Archived under: Embouchure, Playing in orchestra, Practice | David Wakefield, Douglas Hill, Orchestra
The Warm-Down and Embouchure Health
Following up on my post from yesterday, there are a number of things that combined will help keep your embouchure healthy. One thing I learned to do was warm-down. The summer I learned to do this was the summer I was in the Colorado Philharmonic Orchestra, now known as the National Repertory Orchestra. I was a co-principal horn that summer; every week was a 12 service week with a lot of heavy repertoire. It was a great experience but by about half way through the summer my chops were really starting to suffer a bit. So I made the drive over to Aspen on a day off and took a lesson with my teacher from the previous few summers there, David Wakefield. A major point he made to me then was the importance of warming up and also warming down at the end of each service (a service being a rehearsal or concert) to keep the chops in better shape.

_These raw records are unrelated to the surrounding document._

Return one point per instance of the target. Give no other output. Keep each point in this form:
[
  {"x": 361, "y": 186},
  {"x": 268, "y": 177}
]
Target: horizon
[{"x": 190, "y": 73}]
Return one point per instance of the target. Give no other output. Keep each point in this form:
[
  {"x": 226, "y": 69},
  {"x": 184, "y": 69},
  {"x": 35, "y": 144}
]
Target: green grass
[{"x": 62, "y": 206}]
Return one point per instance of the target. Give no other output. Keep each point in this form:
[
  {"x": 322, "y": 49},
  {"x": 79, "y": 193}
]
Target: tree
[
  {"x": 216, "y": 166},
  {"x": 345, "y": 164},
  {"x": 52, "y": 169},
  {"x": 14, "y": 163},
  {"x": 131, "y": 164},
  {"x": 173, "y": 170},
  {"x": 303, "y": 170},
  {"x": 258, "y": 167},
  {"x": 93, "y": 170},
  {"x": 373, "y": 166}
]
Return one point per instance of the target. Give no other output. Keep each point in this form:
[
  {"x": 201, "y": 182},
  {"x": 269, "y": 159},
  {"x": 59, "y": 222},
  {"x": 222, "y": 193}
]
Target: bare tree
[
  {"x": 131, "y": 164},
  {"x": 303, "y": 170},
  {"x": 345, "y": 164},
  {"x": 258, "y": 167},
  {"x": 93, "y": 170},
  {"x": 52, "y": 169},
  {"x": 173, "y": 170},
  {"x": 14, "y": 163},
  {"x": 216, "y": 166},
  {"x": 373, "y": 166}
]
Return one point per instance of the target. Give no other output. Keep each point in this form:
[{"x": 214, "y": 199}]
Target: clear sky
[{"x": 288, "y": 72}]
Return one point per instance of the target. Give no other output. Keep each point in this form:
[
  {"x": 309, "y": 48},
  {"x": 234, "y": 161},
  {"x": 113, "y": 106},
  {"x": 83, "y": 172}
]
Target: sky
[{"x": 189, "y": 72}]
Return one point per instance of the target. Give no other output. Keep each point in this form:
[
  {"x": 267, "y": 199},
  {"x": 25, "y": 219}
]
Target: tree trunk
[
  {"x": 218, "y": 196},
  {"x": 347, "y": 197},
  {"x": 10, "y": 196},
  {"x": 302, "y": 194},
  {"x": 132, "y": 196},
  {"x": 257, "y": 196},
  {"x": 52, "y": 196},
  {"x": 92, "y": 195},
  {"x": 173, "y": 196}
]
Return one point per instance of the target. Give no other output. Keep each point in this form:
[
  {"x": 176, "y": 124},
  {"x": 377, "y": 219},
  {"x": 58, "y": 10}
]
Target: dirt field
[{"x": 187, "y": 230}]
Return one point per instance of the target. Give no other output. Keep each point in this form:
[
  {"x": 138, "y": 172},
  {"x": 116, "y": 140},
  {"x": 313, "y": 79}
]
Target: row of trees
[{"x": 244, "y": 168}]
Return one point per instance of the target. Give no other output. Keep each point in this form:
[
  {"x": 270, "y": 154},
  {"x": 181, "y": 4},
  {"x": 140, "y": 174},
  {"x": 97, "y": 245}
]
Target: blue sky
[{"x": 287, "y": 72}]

When you are playing a lot it is tempting to not warm up much but it is also especially tempting to not warm-down at all. You are tired at the end of that 2 1/2 hour service and want to get the horn in that case again! But you will set your chops up better for the next service if you cool-down a bit.
Among cool-down exercises out there in print some of my favorites are found in Warm-ups and Maintenance Sessions for the Horn Player by Douglas Hill, available through Really Good Music. About these he wrote that cool-down exercises are
quite useful after a long, strenuous day of playing. Such low range exercises are quite helpful for avoiding a stiff, problem lip on the day after a stressful performance.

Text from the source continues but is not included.